Dark3R: Learning Structure from Motion in the Dark¶
Conference: CVPR 2026 arXiv: 2603.05330 Code: Project Page Area: 3D Vision Keywords: Low-light 3D reconstruction, Structure from Motion, knowledge distillation, feature matching, novel view synthesis, NeRF
TL;DR¶
Dark3R is a teacher-student distillation framework that transfers the 3D priors of MASt3R to extremely low-light (SNR < −4 dB) raw images, enabling Structure from Motion (SfM) and novel view synthesis in dark environments where traditional methods fail entirely.
Background & Motivation¶
Traditional SfM collapses under low light: Existing SfM pipelines (e.g., COLMAP) rely on feature detection and matching. When image SNR falls below 0 dB, noise dominates the signal, causing feature extraction to fail completely, rendering pose estimation and triangulation infeasible.
Learning-based methods also fail: 3D foundation models such as MASt3R and VGGT are pretrained on large-scale datasets, but their training distributions do not include low-SNR raw images, resulting in severely degraded generalization under extreme noise.
Single-frame denoising breaks multi-view consistency: Applying a denoiser (e.g., BM3D or neural denoisers) independently to each frame may improve single-image quality, but disrupts cross-view feature consistency, causing downstream matching and pose estimation to fail.
Burst denoising assumptions are violated: Burst denoising methods assume minimal inter-frame motion, which is incompatible with the large baselines and significant camera motion inherent in 3D reconstruction scenarios.
Existing low-light NeRF methods require external poses: Methods such as RawNeRF can reconstruct radiance fields from raw images, but depend on COLMAP-provided camera poses, creating a deadlock: pose estimation requires clean images, which in turn require the poses.

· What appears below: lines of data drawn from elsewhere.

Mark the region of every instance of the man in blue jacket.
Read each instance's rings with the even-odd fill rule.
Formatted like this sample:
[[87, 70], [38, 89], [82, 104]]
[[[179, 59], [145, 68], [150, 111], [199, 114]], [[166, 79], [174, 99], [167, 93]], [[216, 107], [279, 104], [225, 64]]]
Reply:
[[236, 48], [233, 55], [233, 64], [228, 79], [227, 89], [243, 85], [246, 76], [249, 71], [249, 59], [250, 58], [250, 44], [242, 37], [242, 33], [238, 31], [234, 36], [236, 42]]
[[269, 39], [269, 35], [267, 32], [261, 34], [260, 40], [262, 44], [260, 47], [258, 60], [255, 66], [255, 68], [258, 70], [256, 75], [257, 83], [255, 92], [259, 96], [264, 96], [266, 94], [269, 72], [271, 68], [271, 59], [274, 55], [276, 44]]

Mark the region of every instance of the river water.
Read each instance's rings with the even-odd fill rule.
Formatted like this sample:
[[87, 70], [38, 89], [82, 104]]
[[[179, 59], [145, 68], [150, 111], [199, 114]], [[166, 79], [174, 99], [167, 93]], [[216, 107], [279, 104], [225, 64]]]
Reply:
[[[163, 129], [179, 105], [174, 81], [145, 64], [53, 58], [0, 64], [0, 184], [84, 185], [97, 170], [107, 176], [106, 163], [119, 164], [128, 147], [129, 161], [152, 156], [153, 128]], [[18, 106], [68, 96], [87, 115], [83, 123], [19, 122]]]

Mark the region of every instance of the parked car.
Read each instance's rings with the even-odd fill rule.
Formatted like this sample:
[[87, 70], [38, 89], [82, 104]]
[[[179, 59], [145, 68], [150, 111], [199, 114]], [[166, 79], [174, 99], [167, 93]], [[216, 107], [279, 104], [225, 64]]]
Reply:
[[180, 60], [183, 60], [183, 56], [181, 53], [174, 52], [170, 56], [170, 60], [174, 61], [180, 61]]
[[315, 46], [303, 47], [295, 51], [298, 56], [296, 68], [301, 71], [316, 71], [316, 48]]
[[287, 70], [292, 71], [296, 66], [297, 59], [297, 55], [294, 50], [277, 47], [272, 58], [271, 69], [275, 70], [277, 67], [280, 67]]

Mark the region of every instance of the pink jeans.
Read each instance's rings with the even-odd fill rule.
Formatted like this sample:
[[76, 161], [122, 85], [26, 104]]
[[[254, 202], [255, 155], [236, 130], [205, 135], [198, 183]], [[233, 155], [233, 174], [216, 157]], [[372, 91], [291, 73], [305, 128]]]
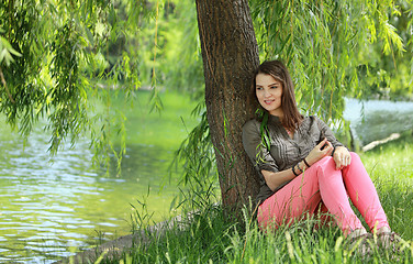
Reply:
[[370, 230], [389, 227], [372, 184], [360, 157], [350, 152], [351, 163], [336, 169], [333, 157], [326, 156], [282, 189], [266, 199], [258, 208], [257, 220], [261, 229], [277, 229], [304, 218], [305, 213], [330, 212], [343, 232], [362, 228], [353, 211], [348, 197], [359, 210]]

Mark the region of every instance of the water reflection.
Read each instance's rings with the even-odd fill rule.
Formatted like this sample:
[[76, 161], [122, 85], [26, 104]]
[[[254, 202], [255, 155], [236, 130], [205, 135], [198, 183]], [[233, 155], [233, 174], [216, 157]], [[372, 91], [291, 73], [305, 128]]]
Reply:
[[413, 102], [346, 100], [344, 118], [351, 122], [356, 141], [366, 145], [392, 133], [413, 130]]
[[87, 142], [75, 150], [65, 145], [52, 162], [41, 132], [23, 145], [3, 129], [0, 144], [0, 262], [49, 263], [70, 255], [69, 246], [94, 243], [100, 233], [126, 234], [131, 204], [147, 193], [148, 185], [149, 208], [158, 218], [166, 215], [176, 191], [156, 191], [171, 150], [132, 144], [122, 178], [107, 178], [105, 172], [90, 166]]

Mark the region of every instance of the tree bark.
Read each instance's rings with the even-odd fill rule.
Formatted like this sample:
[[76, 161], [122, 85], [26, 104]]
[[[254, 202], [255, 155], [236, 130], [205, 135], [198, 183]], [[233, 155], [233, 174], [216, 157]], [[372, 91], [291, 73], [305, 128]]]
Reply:
[[247, 0], [197, 0], [197, 13], [222, 202], [236, 210], [259, 187], [242, 143], [242, 127], [257, 107], [250, 84], [259, 64], [258, 45]]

Lack of suitable datasets: No large-scale, multi-view low-light raw image dataset with accurate 3D annotations previously existed, hindering research and evaluation in this direction.
Method¶
Overall Architecture¶
Dark3R adopts a teacher-student distillation architecture. The pretrained MASt3R serves as the frozen teacher, while the student network is initialized from the same weights and fine-tuned via LoRA. The teacher processes high-SNR clean raw image pairs; the student processes the corresponding low-SNR noisy raw image pairs. The training objective is to align the student's encoder features, decoder features, and correspondence maps with the teacher's outputs. At inference time, only the student network is used, combined with MASt3R-SfM's global optimization and bundle adjustment to recover multi-view camera poses.
Key Designs¶
- Raw image input: The method directly uses raw images processed with simple demosaicing (sub-sampling each Bayer channel and averaging the two green channels), avoiding information loss caused by black-level subtraction and clipping in the ISP pipeline. Experiments show that MASt3R performs comparably on high-SNR raw images and sRGB inputs.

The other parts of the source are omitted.